A user can request ChatGPT to write a computer program or summarize an article, and the AI chatbot is likely capable of generating useful code or writing a concise synopsis. However, there is also the risk of someone asking for instructions to build a bomb, and the chatbot might provide such dangerous information.
To address safety concerns, companies that develop large language models employ a process known as red-teaming. Human teams create prompts designed to trigger unsafe or toxic text from the model being tested, teaching the chatbot to avoid such responses.
For more effective red-teaming, researchers from the Improbable AI Lab at MIT and the MIT-IBM Watson AI Lab utilized machine learning to enhance the process. They trained a red-team large language model to automatically generate diverse prompts that evoke undesirable responses from the chatbot being tested.
This approach surpassed human testers and other machine-learning methods by producing unique prompts that elicited increasingly toxic responses. By improving input coverage and drawing out toxic responses from even safeguarded chatbots, this method offers a quicker and more efficient way to ensure model safety.
The research team, led by Zhang-Wei Hong, along with co-authors from various institutions, will present their findings at the International Conference on Learning Representations. Their work was funded by several organizations including Hyundai Motor Company and the U.S. Air Force Research Laboratory.

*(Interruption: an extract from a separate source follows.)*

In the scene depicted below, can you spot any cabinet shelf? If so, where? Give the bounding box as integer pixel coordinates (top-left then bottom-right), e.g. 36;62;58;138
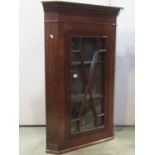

By incentivizing curiosity-driven exploration in the red-team model through reinforcement learning, the researchers promote the generation of novel prompts that trigger toxic responses. This method enables the red-team model to explore a wider range of prompts and elicit more diverse and toxic replies from the chatbot being tested.
The researchers aim to expand the topics covered by the red-team model and explore using a large language model as the toxicity classifier. This approach could help ensure the behavior of AI models aligns with expectations and reduce the manual effort required for model verification.
In conclusion, the curiosity-driven red-teaming approach offers a promising solution for verifying the safety and trustworthiness of AI models in a rapidly evolving landscape.